In such situations, we say "待ってました！(I've been waiting)"


----------



## ihitokage

DaylightDelight said:


> In such situations, we say "待ってました！(I've been waiting)"



どうもありがとう, it sounds like a useful phrase.


----------



## SoLaTiDoberman

In your context,
やっと新曲が出た！　やっと新曲が出ました！
やっと次の曲が出た！　やっと次の曲が出ました！
ようやく新曲が出た（出ました）！
ようやく次の曲が出た（出ました）！
やっと出た新曲です！
やっと新曲です！　やっと新曲！
待望の新曲！　待望の新曲です！
待ちに待った新曲！　待ちに待った新曲です！
新曲・・・待ってました！
sound natural to my ears.

The most confusing part in ようやくもっと歌です is, probably, "もっと."
もっと means "more."

"Another" is translated as もう一つの.
However, ようやくもう一つの歌です is still weird.
ようやくもう一つの歌が出ました！ is still awkward, which seems to be a direct translation from English.

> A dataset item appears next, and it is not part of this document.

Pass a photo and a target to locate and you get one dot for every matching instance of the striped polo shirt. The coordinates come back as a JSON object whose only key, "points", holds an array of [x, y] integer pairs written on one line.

In other word, 新曲 and 次の曲 are more natural word choice in Japanese.
I mean, "新,"  "次の" are more natural adjectives to modify "曲" than "もっと" or "もう一つの" in your context.


----------



## ihitokage

SoLaTiDoberman said:


> The most confusing part in ようやくもっと歌です is,...



もう一つの aaah I have totally forgotten this.
分析をありがとうございました


----------